Aus einer Bierlaune heraus wurde 1990 im beschaulichen Dorf Wacken in Schleswig-Holstein das erste Mal ein Festival für Musik der härteren Gangart organisiert. Die überschaubare Zuschauerzahl des für junge deutsche Rock-Bands veranstalteten Open-Air-Konzerts lag damals noch bei ca. 800.

 

Das Festival etablierte sich über die Jahre jedoch zum größten europäischen Heavymetal Festivals. Jährlich pilgern am ersten Augustwochenende Horden von Metal-Jüngern in das 2000-Seelen-Dorf. Zunächst sah die Gemeinde dem Festival, der Musik und den langhaarigen Fans skeptisch entgegen. Sie  sahen die idyllische Atmosphäre in Gefahr, man kritisierte den Lärm, die Bierflaschen, die Betrunkenen. Mit der Zeit, und vor allem auch mit der explodierenden Besucherzahl passte sich die Dorfbevölkerung jedoch mehr und mehr den Gegebenheiten an. Außerdem wurden die Vorurteile gegenüber den Fans bald relativiert, als sich herausstellte, dass es sich eigentlich hauptsächlich um nette Jungs und zahlende Gäste handelte. Als Zeichen der Begegnung spielt traditionell die Wackener Feuerwehr-Blaskapelle, die Wacken Fire-Fighters, vor einer Menge begeistert mitgrölender Metal-Fans.

 

Ende der 90er-Jahre wurde erstmals die 20 000 Besuchermarke überschritten und bis heute hat das Festival einen riesigen Zulauf erhalten. Mittlerweile finden sich jährlich fast 80 000 Besucher ein.

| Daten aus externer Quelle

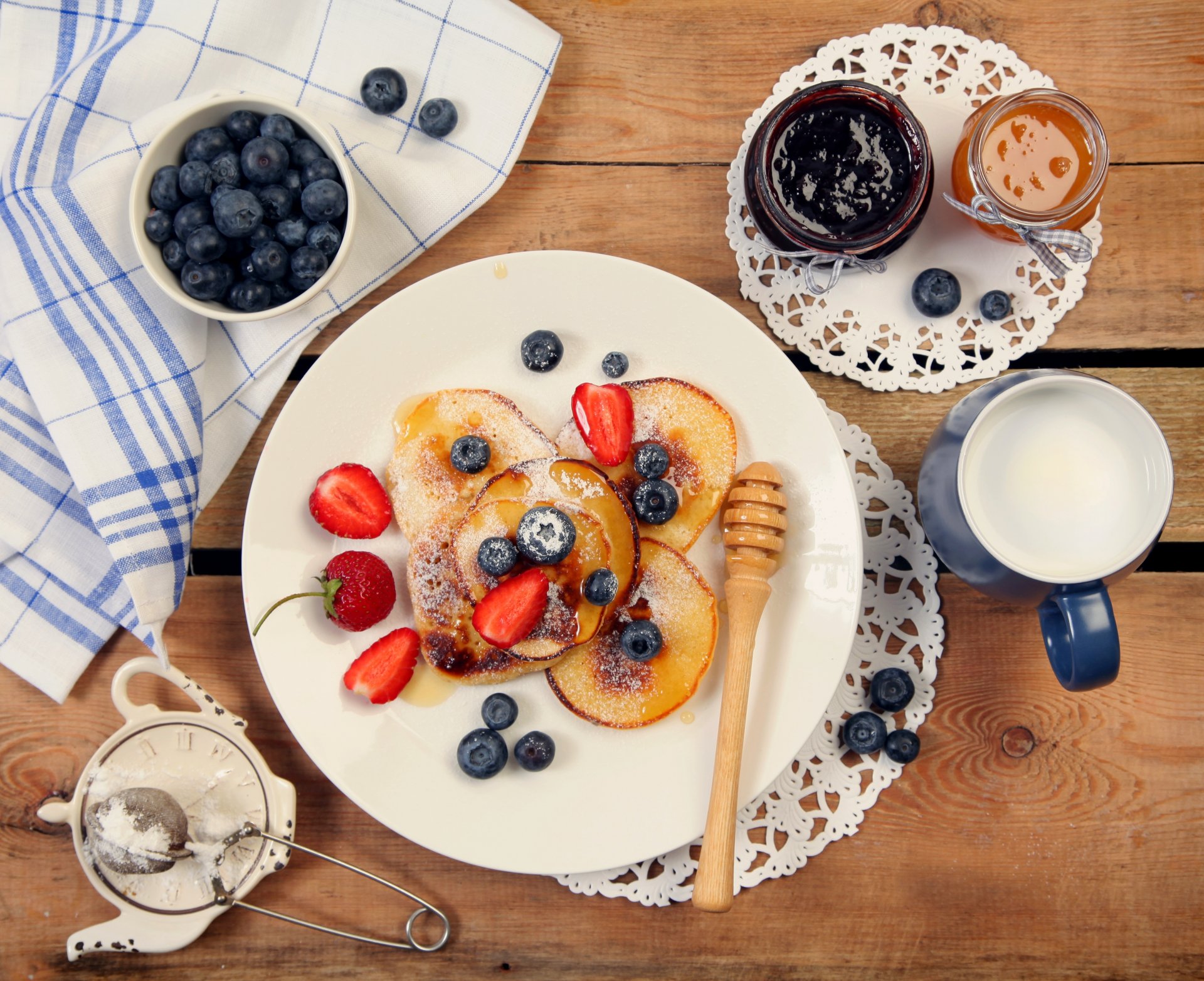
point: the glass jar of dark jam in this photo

Deshalb wurde das Festival-Gelände auch stetig erweitert, neue Bühnen installiert, die Ticketpreise erhöht, sowie die Logistik so gut wie jährlich überarbeitet. Auch die Bürger von Wacken werden in die Planung und Durchführung des Festivals miteinbezogen.

 

Heute spielt fast jede Metal-Band der Welt, die etwas auf sich hält, auf dem norddeutschen Kult-Festival. Viele Genre-Größen wie Iron Maiden oder die Scorpions fertigten Live-Mitschnitte von ihren Auftritten an, die später meist als DVDs ihren Weg zu den Fans finden. Beim Metal Battle haben junge Nachwuchs-Bands des Genres die Chance, sich für eine Live-Performance auf einer Festival-Bühne zu qualifizieren.

 

Das Gewerbe der Gemeinde profitierte von den Besuchermassen. Vor allem der Einzelhandel, die Gastronomie, und Souvenirläden machen während der Festival-Tage gute Umsätze. Der örtliche Uhrmacher stellt jetzt Uhren mit dem Wacken-Logo her, ein Bekleidungsgeschäft verkauft Festival-T-Shirts. Während der Festivaltage herrscht Ausnahme-Zustand. Man arbeitet Tag und Nacht, kann sich an den konsumfreudigen Fans jedoch eine goldene Nase verdienen.

 

Um das Wacken Open Air entwickelte sich ein reges Merchandising-Geschäft. Zu den beliebtesten Fanartikeln gehören natürlich die Festival-Shirts, CDs und DVDs, bis hin zu Kalendern, Büchern und sogar der eigenen Biermarke Wacken Premium Pils.

 

Der Metal-Train fährt von der Schweiz über deutsche Großstädte bis zum Mekka der Metal-Fans und wieder zurück. Für Fans aus den deutschen Nachbarländern werden jährlich Bustouren zum Festival organisiert.

 

Trotz den gängigen Klischees von aggressiven Metal-Fans, welche nur laute Musik und Zerstörungswut mit sich bringen, läuft das Festival meist friedlich und ohne größere Zwischenfälle ab. Aus den Polizeiberichten geht jedes Jahr aufs Neue hervor, dass die Ordnungshüter nicht allzu viel zu tun hatten.

 

Es haben sich mittlerweile auch einige Filmemacher mit dem Phänomen Wacken beschäftigt. So entstanden die Filme Metalheads und Nordland, sowie 2006 die preisgekrönte Reportage Full Metal Village der koreanischen Regisseurin Sung-Hyung Cho, die dafür mehrere Auszeichnungen erhielt. Sender wie der WDR, das ZDF und DMAX strahlten Dokumentationen bzw. Konzertmitschnitte aus.

 

Inzwischen gibt es auch einige Ableger des Festivals, so das Wacken Rocks South und Wacken Rocks Seaside. Ein Wacken Rocks Brazil in São Paulo befindet sich in Planung.

 

Das Open Air erhielt 2008 den Live Entertainment Award für das Beste Festival des Jahres 2007.